Well apparently there is no love for us N-scalers... cough..gc53dfgc..cough.
So I'll start this one off.

I've only been at this for a month now so my collection is still pretty small.

This is the start of my Rio Grande collection:









And this is the start of my Santa Fe collection.
No engines yet but I'm working on getting some PA's:








​


----------



## gunrunnerjohn (Nov 10, 2010)

You sure have enough RioGrande engines to pull all that rolling stock!


----------



## novice (Feb 2, 2011)

Nice looking set of trains - N is just too small for my eyes - however I do have 1 loco, I bought by accident and decided it makes a great billboard LOL - here's the pic on top of one of my O stations


----------



## N-gauged (Mar 27, 2011)

The PA and 3B's came together at a price I couldn't resist.
I'm hoping to get some more PA's to go with the two extra B's.
​


----------



## tjcruiser (Jan 10, 2010)

Nov,

I love it! Looks like that thing could drive right through the front door! Classic.
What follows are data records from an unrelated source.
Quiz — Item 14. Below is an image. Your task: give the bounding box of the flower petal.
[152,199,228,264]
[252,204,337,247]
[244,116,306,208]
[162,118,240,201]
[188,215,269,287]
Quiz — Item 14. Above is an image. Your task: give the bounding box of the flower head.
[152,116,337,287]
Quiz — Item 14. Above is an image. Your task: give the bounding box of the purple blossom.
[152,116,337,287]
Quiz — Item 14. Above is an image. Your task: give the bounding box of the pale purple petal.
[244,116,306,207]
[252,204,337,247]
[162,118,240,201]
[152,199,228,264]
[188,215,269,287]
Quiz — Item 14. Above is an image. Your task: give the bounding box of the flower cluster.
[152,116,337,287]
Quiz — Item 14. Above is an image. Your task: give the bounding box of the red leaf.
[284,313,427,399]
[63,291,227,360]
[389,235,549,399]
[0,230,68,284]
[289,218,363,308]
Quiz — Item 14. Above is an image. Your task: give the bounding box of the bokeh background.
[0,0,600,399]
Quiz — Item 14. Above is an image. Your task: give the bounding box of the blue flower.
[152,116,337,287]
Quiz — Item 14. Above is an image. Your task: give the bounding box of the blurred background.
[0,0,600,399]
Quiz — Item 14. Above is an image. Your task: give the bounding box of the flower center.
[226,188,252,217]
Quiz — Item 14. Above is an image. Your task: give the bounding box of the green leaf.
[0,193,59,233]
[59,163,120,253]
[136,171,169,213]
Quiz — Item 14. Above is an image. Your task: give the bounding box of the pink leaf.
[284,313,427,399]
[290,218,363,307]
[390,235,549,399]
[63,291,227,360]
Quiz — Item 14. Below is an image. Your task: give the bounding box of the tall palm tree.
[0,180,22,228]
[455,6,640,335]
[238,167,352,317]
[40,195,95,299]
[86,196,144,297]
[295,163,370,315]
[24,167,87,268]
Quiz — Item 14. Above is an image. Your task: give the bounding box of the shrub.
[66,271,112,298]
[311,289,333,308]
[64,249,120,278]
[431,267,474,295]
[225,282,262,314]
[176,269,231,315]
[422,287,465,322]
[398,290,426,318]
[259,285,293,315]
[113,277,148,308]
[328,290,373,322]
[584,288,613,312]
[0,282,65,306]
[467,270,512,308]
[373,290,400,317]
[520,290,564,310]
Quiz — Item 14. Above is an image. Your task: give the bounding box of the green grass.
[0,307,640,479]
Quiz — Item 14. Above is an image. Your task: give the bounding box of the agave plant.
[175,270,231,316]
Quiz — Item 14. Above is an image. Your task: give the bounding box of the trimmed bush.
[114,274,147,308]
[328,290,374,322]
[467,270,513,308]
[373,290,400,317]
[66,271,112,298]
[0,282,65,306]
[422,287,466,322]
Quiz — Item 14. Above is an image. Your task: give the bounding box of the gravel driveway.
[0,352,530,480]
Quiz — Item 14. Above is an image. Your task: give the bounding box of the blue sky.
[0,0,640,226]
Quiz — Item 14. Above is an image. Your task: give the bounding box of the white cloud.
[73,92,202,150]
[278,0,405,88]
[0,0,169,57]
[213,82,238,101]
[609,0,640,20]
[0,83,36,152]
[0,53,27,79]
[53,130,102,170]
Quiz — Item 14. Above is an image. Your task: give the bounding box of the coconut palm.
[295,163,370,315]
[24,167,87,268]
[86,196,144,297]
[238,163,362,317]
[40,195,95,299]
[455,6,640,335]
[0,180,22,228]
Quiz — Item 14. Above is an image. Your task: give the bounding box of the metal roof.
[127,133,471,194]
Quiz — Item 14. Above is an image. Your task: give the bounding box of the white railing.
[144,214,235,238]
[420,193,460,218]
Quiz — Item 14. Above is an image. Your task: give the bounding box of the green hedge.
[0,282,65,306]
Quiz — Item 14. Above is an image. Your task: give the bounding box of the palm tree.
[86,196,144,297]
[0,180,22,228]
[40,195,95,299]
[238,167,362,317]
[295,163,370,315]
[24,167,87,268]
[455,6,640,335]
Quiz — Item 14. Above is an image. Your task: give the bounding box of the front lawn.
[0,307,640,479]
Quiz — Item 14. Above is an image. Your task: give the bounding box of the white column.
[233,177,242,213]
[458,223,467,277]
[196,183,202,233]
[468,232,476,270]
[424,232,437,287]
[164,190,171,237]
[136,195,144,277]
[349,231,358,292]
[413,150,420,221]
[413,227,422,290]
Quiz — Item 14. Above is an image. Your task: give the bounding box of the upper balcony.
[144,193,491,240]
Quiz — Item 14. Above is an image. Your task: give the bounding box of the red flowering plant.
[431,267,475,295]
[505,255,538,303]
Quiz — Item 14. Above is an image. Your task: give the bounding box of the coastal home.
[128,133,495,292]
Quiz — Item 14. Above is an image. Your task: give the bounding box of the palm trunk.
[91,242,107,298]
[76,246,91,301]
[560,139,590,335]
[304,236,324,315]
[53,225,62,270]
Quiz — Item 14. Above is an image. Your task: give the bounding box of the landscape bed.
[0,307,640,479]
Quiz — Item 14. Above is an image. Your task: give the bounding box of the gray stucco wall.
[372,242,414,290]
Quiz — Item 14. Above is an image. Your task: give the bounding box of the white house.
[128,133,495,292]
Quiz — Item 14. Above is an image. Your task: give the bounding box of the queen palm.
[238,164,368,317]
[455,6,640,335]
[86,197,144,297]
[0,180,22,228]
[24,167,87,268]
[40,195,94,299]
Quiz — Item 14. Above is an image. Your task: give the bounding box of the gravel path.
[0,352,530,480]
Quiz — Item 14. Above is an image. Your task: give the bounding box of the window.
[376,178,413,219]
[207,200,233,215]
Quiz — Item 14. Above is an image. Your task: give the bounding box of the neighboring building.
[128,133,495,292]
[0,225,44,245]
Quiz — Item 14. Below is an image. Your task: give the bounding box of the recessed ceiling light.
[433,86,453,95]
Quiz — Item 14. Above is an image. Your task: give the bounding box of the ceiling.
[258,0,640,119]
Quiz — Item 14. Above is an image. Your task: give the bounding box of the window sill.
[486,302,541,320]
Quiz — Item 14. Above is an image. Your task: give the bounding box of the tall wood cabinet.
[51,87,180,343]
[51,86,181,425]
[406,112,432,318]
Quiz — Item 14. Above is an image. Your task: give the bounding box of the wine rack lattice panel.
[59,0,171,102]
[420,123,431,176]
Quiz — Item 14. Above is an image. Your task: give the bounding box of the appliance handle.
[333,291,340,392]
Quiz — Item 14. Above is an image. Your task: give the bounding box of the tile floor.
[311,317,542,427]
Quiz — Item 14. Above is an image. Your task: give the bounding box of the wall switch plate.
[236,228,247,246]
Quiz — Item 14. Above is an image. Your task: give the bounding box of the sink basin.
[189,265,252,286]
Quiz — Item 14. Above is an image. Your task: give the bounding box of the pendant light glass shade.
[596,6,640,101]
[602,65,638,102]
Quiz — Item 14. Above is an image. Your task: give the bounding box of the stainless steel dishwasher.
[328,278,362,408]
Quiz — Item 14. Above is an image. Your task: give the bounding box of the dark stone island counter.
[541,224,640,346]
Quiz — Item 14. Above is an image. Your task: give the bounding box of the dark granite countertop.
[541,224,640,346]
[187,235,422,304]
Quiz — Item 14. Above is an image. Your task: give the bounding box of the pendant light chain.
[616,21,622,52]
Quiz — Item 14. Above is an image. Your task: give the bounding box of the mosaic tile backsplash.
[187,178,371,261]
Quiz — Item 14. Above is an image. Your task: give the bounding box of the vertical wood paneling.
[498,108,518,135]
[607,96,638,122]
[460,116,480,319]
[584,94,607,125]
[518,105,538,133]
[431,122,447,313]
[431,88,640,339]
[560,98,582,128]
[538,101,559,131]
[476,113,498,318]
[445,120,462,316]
We have a guy here in town who owns/runs a restaraunt filled with old nostalgic stuff ... cars, sporting equipment, etc. A couple of years ago he bought an old hook-and-ladder fire engine and had the thing craned up to the roof of the restaraunt. Way cool!

TJ


----------



## novice (Feb 2, 2011)

Thanks TJ - it's not mounted yet - gonna build a platform for it so it sits flat - but I thought it was a nice novelty - says "Train Station Here" - just in case someone couldn't find the train station with all the trains around it 

Love the hook-ladder idea - I've seen a few of those types of novelties in my travels - should have taken pics along the way - oh well - hind site.


----------



## Steve441 (Nov 24, 2010)

*CN Switchers*

Here's the start of my collection - Hope to get more CN stuff. Cheers - Steve


----------



## N-gauged (Mar 27, 2011)

Some more Rio Grande stuff to add to my collection.

PA-1 and seven (all different) passenger cars.









Oh, I got a new camera too in case you didn't notice the pic quality compared to my first pics.
​


----------



## Fifer (Apr 21, 2011)

Here is a picture of my weakness. I am a freak for Kato F7 ATSF freight locos.
I have accumulated these over many years and now have all of them on the new DCC chassis with DCC installed and all with some added detail and re-numbered.




























Great stuff guys , keep the pics coming !!!

Mike :thumbsup:


----------



## N-gauged (Mar 27, 2011)

Those are very nice mike.
I eventually will need to find some Santa Fe freight locos myself.
​


----------



## Fifer (Apr 21, 2011)

N-gauged said:


> Those are very nice mike.
> I eventually will need to find some Santa Fe freight locos myself.
> ​


Thanks , They are hard to come by in Kato.
Thanks , Mike


----------